For five decades, people across the U.S. have been travelling to Cuba on Venceremos Brigades.

Nesbit Crutchfield was a leader of the Black Student Union and the 1968-9 student strike at San Francisco State which established the Ethnic Studies College there and inspired struggles for Black and Latinx Studies nationwide. Recently he recalled his time with the Venceremos Brigade.

“I was brought up as a curious Black man with the attitude: Be smart, go to school, and use that education to advance myself and to basically look out for myself … (even though he was a militant in the Black Liberation Movement of the 1960s and ‘70s). Before going to Cuba I thought that much of the change or revolution that we were talking about was a theory. It was a fantasy to me …

“But when you go to Cuba, a place where you see the revolution in a viable, living state, you realize, my god, this is reality. It can be done and we’re capable of it.

“It blew my mind, to work with the Cuban people who lived their lives on the basis of beautiful principles. Those principles taught them to deal with people as human rather than as some objects to be used by a capitalist system … That knowledge has followed me for nearly 40 years.

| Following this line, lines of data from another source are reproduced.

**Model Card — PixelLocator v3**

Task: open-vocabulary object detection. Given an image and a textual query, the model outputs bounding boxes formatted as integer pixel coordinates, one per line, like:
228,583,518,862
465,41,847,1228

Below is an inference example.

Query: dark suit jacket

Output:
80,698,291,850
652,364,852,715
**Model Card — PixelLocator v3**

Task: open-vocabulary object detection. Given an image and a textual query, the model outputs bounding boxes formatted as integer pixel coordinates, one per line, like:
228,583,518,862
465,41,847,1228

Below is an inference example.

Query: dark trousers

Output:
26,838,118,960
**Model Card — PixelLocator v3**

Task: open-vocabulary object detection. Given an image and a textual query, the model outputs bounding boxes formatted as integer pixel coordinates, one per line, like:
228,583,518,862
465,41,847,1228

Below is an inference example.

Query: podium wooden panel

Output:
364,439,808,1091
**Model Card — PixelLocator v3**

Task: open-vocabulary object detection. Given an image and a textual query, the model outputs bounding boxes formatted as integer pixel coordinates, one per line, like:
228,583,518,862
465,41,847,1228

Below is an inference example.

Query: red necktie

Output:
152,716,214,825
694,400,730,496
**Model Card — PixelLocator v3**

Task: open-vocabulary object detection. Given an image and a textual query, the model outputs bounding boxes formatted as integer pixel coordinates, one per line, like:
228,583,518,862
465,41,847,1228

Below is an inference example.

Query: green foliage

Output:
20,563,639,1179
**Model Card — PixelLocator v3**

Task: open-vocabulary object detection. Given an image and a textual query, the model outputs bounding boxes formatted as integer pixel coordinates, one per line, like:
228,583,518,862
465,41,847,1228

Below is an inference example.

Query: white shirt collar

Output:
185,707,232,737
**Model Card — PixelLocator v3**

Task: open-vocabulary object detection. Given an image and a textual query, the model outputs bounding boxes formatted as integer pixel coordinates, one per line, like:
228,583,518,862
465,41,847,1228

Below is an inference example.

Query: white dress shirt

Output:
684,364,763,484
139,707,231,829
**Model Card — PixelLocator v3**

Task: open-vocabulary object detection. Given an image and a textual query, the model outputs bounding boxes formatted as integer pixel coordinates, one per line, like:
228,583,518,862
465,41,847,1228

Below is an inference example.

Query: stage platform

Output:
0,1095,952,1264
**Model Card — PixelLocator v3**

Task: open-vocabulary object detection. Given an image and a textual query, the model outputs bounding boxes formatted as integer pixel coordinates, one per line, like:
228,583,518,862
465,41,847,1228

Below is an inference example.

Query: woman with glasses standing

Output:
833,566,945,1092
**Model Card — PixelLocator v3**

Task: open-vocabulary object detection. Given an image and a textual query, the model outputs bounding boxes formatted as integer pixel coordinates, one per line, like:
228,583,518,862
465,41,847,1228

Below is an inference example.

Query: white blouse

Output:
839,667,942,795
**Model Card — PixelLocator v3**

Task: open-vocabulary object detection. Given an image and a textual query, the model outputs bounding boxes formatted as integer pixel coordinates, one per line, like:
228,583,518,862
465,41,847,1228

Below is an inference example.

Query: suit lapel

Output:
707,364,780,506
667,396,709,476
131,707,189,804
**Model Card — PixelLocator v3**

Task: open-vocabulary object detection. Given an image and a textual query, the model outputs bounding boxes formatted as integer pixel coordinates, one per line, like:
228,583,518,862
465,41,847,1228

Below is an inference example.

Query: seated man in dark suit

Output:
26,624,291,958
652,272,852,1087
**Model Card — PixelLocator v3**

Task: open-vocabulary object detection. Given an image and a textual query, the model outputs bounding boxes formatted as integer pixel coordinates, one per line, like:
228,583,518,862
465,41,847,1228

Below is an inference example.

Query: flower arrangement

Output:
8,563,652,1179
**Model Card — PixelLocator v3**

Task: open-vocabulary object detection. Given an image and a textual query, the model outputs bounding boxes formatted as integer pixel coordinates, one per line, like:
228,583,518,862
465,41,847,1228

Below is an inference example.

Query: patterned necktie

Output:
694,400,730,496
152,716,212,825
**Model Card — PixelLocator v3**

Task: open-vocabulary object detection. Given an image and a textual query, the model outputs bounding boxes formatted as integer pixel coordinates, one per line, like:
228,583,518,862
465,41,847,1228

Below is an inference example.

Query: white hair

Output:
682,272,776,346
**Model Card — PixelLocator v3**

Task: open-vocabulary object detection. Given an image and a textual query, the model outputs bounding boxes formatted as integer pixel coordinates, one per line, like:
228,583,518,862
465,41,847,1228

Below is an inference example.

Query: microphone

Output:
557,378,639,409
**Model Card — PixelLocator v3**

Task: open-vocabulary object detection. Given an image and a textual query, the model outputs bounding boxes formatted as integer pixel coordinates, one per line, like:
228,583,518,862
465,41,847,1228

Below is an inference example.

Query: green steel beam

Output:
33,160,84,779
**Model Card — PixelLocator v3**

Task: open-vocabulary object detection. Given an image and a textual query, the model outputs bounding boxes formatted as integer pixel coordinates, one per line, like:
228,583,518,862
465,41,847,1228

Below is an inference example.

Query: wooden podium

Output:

“One of the things I did not realize until I got to Cuba is how overwhelmingly Cuba is a Black and Brown nation … It’s a mind blowing experience for you to go to a place and see all these folks who look just like you. …

“I think that especially for young Black and Brown women and men it’s so refreshing to see people looking like you actively participate in change, growth, genius, creativity and hope. They have a feeling of belonging that one does not have here.”

The Venceremos Brigade invites you to learn more about the Brigade, which will be travelling to Cuba this summer. The deadline for applications to participate in the 50th Anniversary Brigade is March 1, 2019. For more information, including travel dates, go to https://vb4cuba.com and https://www.facebook.com/50VBBayArea/.

Arlene Eisen, who researched and wrote the landmark report commonly known as “Every 28 Hours,” officially “Operation Ghetto Storm: 2012 Annual Report on the Extrajudicial Killings of 313 Black People by Police, Security Guards and Vigilantes,” can be reached at arlene_eisen@sbcglobal.net.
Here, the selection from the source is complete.